「LIVE...1966」(1966年・Hi‐Hat) 憂き目に遭ったロイド 平戸祐介のJAZZ COMBO・7

「LIVE…1966」のジャケット写真

 ジャズのコミュニティーは、それほど広くはありません。そんな中で実力のあるグループが出てくると、有名で地位のあるミュージシャンが、そのバンドのメンバーを引き抜いてしまうようなこともあります。今回は才能に恵まれながらも「ジャズの帝王」と呼ばれるトランペット奏者、マイルス・デイビスに目を付けられ、バンドメンバーを強引に奪われてしまった非運のサックス奏者、チャールス・ロイドについてお話します。

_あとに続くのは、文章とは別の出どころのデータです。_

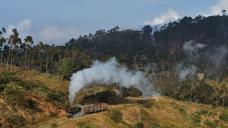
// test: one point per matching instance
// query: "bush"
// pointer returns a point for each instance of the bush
(14, 95)
(224, 116)
(132, 92)
(15, 121)
(138, 125)
(2, 87)
(54, 96)
(196, 118)
(31, 104)
(116, 116)
(210, 124)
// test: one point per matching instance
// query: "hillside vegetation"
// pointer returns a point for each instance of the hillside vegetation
(26, 99)
(155, 112)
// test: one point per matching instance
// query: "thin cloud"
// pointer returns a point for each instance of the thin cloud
(22, 27)
(221, 5)
(170, 15)
(56, 34)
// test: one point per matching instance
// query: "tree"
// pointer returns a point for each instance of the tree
(28, 42)
(14, 40)
(65, 67)
(2, 42)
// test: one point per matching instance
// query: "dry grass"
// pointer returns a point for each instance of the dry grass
(164, 113)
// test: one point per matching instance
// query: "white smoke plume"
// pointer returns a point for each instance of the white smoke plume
(108, 73)
(185, 72)
(191, 47)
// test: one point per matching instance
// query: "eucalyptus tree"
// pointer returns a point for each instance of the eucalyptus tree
(14, 41)
(2, 42)
(28, 42)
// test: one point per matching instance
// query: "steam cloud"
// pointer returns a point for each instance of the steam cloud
(108, 73)
(189, 70)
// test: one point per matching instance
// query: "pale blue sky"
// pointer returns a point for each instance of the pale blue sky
(70, 18)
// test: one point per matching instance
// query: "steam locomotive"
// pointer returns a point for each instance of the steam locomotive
(80, 110)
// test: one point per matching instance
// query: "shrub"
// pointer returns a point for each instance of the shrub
(132, 92)
(224, 116)
(138, 125)
(196, 118)
(31, 104)
(2, 87)
(54, 96)
(15, 120)
(116, 116)
(14, 95)
(210, 124)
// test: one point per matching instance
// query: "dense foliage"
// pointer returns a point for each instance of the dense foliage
(160, 49)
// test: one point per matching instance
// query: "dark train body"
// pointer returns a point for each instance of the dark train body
(80, 110)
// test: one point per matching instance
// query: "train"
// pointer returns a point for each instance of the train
(80, 110)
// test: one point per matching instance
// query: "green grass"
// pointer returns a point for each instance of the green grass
(224, 117)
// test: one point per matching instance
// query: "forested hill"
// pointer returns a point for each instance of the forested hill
(153, 42)
(163, 45)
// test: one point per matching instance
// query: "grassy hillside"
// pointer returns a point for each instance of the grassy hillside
(156, 112)
(32, 99)
(28, 97)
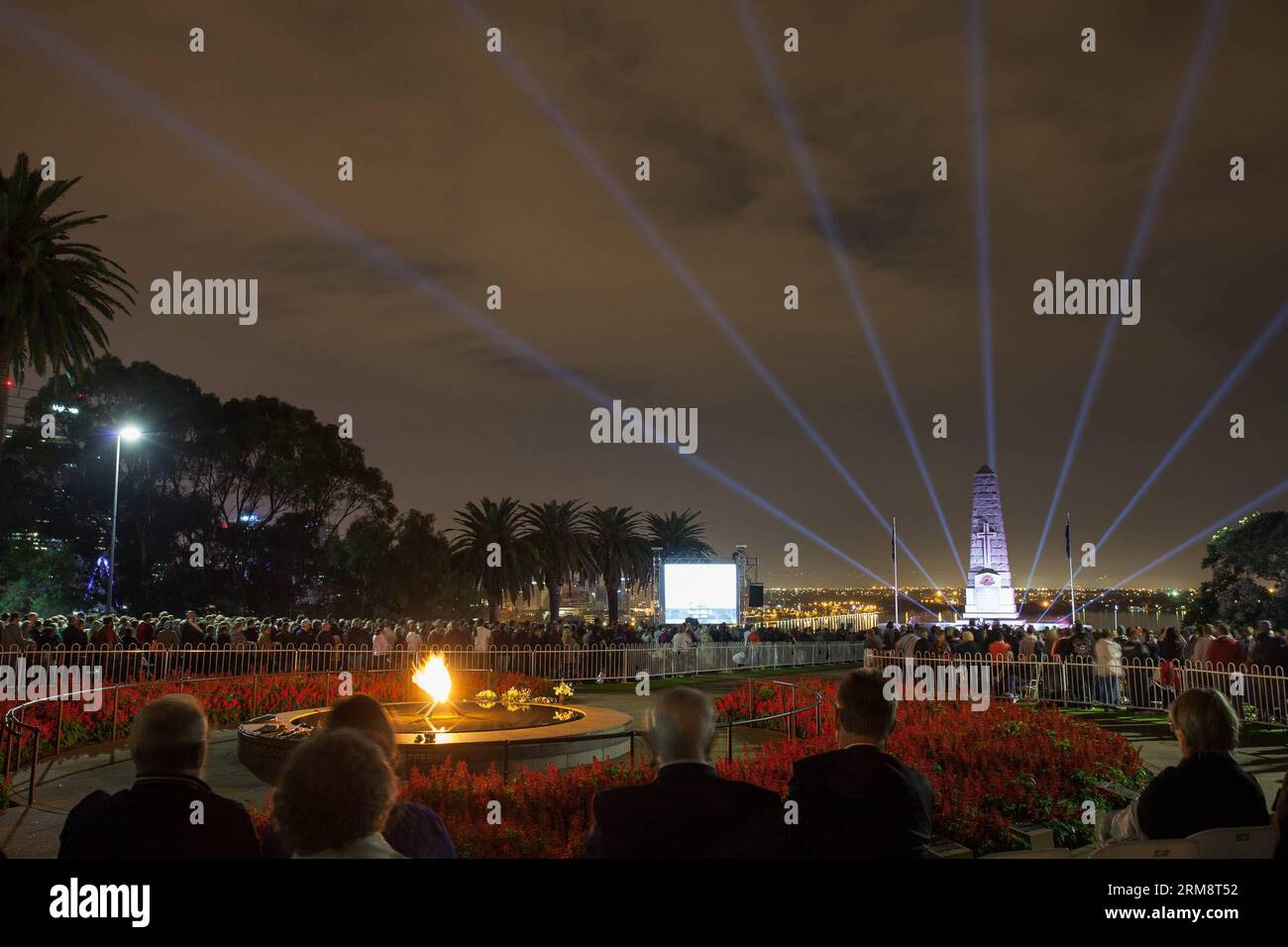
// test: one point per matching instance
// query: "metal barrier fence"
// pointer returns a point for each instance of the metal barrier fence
(584, 665)
(14, 727)
(859, 621)
(1254, 690)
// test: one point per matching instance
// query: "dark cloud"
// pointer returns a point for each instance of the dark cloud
(464, 179)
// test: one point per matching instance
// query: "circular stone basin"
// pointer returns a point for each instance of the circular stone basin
(481, 735)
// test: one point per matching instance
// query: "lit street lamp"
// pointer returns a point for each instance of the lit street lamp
(129, 433)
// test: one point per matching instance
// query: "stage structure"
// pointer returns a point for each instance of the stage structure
(990, 594)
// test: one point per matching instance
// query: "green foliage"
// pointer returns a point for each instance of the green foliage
(54, 290)
(263, 487)
(679, 535)
(490, 549)
(619, 553)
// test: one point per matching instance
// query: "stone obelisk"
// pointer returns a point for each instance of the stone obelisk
(990, 594)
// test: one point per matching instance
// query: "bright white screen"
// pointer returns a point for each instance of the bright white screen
(707, 591)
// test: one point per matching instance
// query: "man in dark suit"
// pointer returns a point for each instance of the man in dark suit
(859, 801)
(168, 812)
(688, 810)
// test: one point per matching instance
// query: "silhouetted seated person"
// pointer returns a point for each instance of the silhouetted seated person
(159, 815)
(336, 792)
(688, 810)
(859, 801)
(413, 830)
(1206, 789)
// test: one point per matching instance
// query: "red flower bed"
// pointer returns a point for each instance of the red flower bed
(988, 770)
(991, 768)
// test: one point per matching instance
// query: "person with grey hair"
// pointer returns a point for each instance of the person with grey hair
(1207, 789)
(688, 810)
(859, 801)
(168, 812)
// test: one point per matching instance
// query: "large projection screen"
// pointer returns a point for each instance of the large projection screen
(707, 591)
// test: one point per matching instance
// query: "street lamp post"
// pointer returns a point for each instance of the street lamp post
(128, 433)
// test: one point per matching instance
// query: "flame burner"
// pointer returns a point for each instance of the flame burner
(480, 735)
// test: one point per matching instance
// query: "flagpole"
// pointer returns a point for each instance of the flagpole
(894, 554)
(1068, 553)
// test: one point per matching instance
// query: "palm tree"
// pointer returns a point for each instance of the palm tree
(561, 545)
(492, 553)
(679, 535)
(618, 549)
(54, 291)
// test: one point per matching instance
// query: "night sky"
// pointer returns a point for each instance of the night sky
(467, 180)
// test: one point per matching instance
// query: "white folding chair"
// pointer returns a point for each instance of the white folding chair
(1252, 841)
(1151, 848)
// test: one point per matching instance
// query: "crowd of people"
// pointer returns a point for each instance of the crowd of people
(338, 793)
(163, 630)
(1109, 667)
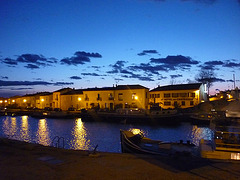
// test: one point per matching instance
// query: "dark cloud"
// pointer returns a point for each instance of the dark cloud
(117, 67)
(33, 61)
(62, 83)
(32, 66)
(232, 64)
(90, 74)
(4, 77)
(145, 52)
(9, 61)
(214, 63)
(31, 83)
(201, 1)
(79, 58)
(20, 89)
(75, 77)
(175, 62)
(147, 67)
(93, 55)
(175, 76)
(218, 80)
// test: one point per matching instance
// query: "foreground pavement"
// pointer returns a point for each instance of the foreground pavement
(20, 160)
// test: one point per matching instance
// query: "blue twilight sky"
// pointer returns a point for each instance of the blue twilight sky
(46, 45)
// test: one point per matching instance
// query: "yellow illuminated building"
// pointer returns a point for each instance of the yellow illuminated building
(178, 96)
(72, 99)
(56, 102)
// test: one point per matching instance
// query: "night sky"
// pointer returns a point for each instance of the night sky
(47, 45)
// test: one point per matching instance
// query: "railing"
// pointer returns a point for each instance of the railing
(57, 142)
(99, 99)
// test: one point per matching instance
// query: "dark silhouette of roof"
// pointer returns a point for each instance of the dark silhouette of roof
(118, 87)
(123, 87)
(74, 91)
(193, 86)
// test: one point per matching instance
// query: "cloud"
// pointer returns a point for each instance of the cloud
(90, 74)
(32, 83)
(138, 76)
(93, 55)
(79, 58)
(9, 61)
(33, 61)
(232, 64)
(4, 77)
(32, 66)
(117, 67)
(175, 76)
(145, 52)
(175, 62)
(201, 1)
(214, 63)
(75, 77)
(62, 83)
(147, 67)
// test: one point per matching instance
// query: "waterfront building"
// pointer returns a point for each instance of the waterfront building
(72, 99)
(131, 96)
(178, 96)
(228, 95)
(108, 98)
(44, 100)
(99, 98)
(56, 102)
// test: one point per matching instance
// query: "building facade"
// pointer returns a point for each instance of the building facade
(178, 96)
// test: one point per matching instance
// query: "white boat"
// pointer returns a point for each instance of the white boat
(226, 145)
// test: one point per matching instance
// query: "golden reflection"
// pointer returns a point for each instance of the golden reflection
(79, 140)
(136, 131)
(199, 133)
(10, 126)
(43, 133)
(24, 131)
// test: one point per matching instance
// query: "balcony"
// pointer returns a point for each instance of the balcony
(110, 98)
(99, 99)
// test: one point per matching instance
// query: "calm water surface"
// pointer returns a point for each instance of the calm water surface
(86, 135)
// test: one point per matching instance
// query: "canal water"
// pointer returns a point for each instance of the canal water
(80, 135)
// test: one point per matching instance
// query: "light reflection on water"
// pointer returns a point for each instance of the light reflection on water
(24, 131)
(43, 133)
(79, 134)
(86, 135)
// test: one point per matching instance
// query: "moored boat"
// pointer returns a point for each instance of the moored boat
(225, 146)
(138, 144)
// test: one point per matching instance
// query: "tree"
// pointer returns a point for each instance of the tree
(206, 76)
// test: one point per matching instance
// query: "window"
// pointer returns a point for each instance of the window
(183, 94)
(167, 103)
(120, 96)
(192, 94)
(183, 103)
(174, 94)
(175, 104)
(167, 95)
(110, 96)
(134, 97)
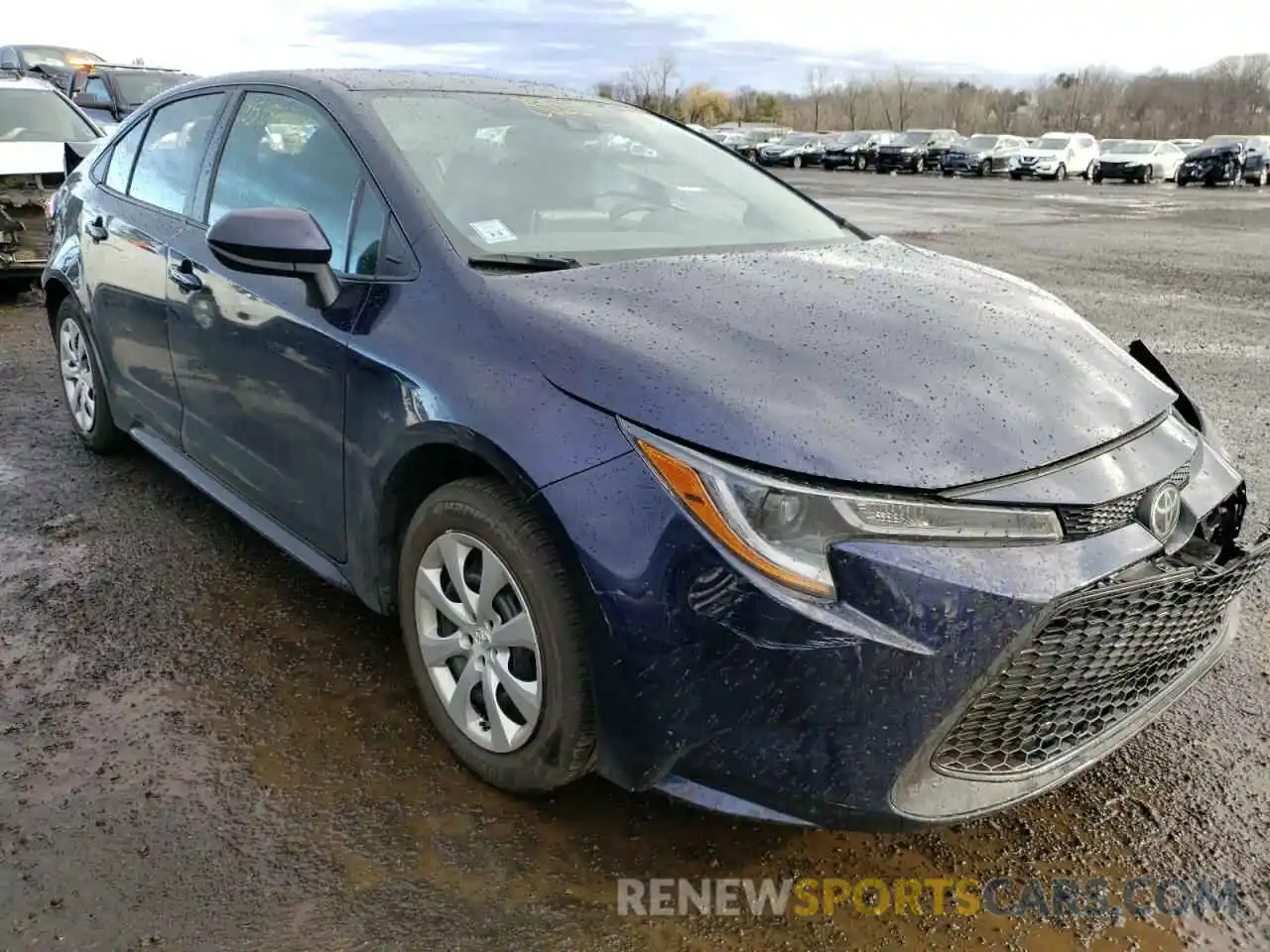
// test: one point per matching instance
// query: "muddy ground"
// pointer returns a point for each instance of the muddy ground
(202, 747)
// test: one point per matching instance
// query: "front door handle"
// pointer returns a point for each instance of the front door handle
(183, 275)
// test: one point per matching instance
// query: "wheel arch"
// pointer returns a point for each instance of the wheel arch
(434, 454)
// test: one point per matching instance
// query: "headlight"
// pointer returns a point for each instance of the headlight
(784, 530)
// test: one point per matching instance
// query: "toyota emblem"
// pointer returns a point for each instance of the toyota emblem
(1161, 509)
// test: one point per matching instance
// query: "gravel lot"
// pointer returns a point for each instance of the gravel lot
(202, 747)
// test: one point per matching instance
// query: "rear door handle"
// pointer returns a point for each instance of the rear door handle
(183, 275)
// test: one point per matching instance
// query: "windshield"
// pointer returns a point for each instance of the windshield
(547, 185)
(41, 116)
(137, 86)
(53, 56)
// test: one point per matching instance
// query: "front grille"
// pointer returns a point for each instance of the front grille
(1093, 661)
(1083, 521)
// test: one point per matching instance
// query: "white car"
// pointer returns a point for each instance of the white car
(1056, 157)
(1139, 160)
(37, 123)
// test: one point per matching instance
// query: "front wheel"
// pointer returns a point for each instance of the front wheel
(494, 627)
(81, 382)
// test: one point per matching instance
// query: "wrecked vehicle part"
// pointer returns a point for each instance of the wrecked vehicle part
(24, 239)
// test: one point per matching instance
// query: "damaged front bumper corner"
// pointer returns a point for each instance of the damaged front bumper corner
(24, 234)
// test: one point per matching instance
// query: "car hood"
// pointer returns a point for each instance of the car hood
(1210, 151)
(874, 362)
(31, 158)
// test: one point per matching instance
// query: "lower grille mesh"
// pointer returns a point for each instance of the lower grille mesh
(1096, 660)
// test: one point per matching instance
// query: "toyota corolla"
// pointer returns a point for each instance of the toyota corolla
(668, 472)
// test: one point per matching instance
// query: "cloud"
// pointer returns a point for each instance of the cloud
(579, 42)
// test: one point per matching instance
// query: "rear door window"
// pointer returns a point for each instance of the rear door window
(173, 151)
(122, 157)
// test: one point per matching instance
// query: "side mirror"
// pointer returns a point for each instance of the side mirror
(277, 241)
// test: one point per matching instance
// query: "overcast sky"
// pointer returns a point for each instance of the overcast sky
(579, 42)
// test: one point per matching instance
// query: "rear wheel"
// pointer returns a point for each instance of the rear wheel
(81, 382)
(494, 629)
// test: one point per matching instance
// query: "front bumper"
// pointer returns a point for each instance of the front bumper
(1037, 171)
(712, 688)
(968, 164)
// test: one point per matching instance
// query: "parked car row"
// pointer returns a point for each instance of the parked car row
(1056, 155)
(53, 99)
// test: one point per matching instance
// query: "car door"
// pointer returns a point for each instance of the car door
(127, 222)
(261, 368)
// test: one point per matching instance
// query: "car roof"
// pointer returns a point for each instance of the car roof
(13, 81)
(341, 81)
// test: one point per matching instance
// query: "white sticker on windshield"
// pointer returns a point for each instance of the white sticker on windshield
(493, 231)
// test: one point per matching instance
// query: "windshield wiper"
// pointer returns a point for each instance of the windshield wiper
(529, 263)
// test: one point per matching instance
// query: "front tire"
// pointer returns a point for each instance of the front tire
(489, 610)
(82, 385)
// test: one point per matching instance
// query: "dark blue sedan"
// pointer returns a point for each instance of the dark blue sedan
(668, 472)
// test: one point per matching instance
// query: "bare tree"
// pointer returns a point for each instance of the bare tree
(899, 98)
(818, 81)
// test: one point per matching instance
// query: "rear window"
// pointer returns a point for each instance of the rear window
(41, 116)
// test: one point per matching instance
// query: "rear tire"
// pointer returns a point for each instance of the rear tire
(82, 385)
(559, 747)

 1960年代に活躍したロイドはデイビスに引けを取らないほど、音楽に関しては美的センス、鋭い嗅覚の持ち主でした。斬新で革新的なジャズに果敢にトライし、新人の発掘、育成においても能力を発揮します。特に当時新人だったドラマーのジャック・ディジョネット、ピアニストのキース・ジャレットを従えたロイドのカルテットは、ファンのみならずジャズシーンの羨望(せんぼう)の的となりました。
 しかし、そんな彼らをデイビスは見逃しませんでした。自身の音楽的変化を求め、バンドメンバーを頻繁に替えていたデイビスは68年、ロイドのバンドからディジョネットとジャレットを次々に引き抜くという、ジャズ史に残る“事件”を起こします。
 これに対し、年齢的にもキャリア的にもまだ若手だったロイドは、なすすべがありませんでした。バンド活動がうまくいかなくなり、意気消沈したロイドは体調まで崩してしまいます。そして、ジャズシーンの表舞台から10年以上も姿を消す羽目になるのです。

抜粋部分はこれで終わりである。